A differenza delle società di uccelli, dove l’ordine di beccata serve a sancire gerarchie pressoché immutabili, le società umane hanno una storia. E i futuri etologi della politica dovranno considerare le cose anche sotto l’aspetto dinamico, descrivere cioè il processo generale che le risate favoriscono e accompagnano. A questo può servire un altro piccolo classico di psicologia dell’umorismo, “Beyond laughter” (1957) dell’americano di origini tedesche Martin Grotjahn, psicoanalista fedele alla lezione di Freud. La materia prima della comicità è la violenza, estratta e raffinata dal “lavoro umoristico” fino a renderla irriconoscibile. Un tempo ci saremmo picchiati senza remore, ma il disagio della civiltà ci ha spinti a dissimulare il desiderio di aggressione sotto l’aspetto innocuo di una battuta di spirito. Ridendo abbiamo il sollievo di liberare l’aggressività in una forma legittima. Ma è un equilibrio instabile: se il mascheramento non è fatto ad arte, se quella torbida materia prima non è elaborata a sufficienza e si rende troppo smaccatamente visibile, la risata è vissuta come un segnale di complicità, ed è più difficile ottenerla. Forse il lettore ha già capito dove voglio arrivare: il ricorso metodico alla battuta serve a sciogliere ghiacciai di violenza accumulata, per farla fluire in una forma socialmente accettata fino a premere contro un argine spostato ogni giorno più in là.

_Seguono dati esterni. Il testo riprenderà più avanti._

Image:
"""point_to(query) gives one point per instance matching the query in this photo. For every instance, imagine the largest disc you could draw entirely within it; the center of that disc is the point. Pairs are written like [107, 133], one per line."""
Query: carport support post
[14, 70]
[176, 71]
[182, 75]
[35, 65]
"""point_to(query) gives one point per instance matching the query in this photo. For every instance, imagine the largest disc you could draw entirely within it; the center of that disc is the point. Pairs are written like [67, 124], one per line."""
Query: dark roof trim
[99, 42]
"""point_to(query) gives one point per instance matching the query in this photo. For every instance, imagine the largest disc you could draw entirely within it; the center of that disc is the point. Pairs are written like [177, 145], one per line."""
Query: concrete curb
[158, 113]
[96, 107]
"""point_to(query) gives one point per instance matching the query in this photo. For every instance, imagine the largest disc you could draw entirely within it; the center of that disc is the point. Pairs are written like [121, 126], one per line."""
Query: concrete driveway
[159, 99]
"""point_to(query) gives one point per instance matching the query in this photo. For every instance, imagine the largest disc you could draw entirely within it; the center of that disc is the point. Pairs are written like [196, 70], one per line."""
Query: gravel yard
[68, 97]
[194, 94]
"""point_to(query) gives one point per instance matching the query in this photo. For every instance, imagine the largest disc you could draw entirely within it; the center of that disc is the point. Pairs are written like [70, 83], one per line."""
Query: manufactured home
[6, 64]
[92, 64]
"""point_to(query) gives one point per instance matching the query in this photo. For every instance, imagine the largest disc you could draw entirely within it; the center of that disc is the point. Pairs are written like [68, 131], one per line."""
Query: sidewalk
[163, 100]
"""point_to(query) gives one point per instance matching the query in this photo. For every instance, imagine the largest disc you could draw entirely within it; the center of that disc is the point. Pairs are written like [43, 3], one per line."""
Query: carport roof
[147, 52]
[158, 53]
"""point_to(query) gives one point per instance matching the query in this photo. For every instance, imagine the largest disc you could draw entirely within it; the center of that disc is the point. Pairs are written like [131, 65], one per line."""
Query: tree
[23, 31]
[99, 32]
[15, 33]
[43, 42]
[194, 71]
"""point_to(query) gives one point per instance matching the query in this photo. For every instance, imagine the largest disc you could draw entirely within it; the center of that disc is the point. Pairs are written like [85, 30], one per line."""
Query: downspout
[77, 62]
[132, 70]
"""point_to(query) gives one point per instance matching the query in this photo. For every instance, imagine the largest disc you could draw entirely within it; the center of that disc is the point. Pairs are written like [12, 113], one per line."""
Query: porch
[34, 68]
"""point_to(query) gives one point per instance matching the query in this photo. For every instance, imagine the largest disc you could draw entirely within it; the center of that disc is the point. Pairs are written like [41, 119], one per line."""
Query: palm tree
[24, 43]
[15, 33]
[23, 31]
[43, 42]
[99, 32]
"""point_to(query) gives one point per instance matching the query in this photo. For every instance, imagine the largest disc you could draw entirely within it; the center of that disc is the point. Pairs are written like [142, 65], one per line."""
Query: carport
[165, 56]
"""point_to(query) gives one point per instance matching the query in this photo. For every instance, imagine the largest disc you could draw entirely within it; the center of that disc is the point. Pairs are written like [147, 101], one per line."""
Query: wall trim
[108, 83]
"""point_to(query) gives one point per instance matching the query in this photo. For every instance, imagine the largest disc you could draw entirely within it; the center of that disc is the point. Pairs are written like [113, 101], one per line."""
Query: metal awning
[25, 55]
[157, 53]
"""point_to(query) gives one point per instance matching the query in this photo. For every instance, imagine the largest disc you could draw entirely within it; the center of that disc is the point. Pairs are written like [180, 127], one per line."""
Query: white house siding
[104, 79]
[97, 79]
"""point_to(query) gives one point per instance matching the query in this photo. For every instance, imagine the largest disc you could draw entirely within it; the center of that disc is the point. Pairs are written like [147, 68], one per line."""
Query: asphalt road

Accade in America, accade in Italia.

 

E così, lontanissimi ormai i Witz andreottiani, abbiamo attraversato le successive tappe dello smascheramento, che ci hanno portati sempre più vicino alle radici inconfessabili del riso. Le barzellette di Berlusconi, i sermoni ghignanti di Travaglio, l’umorismo sadico-necrofilo di Grillo, e oggi le ridanciane chiamate al linciaggio di Salvini, nelle quali il magma dell’aggressività è ormai così vicino a eruttare che deve tapparlo alla bell’è meglio con una faccina felice, un occhiolino ammiccante, sorrisi, bacini, bacioni e altre smancerie. Così i polli che stanno immediatamente sotto di lui nell’ordine di beccata, specie gli opinionisti-coccodè che mettono becco nei talk-show, possono tener buona la loro cattiva coscienza – per poi appollaiarsi a dormire il sonno dei giusti.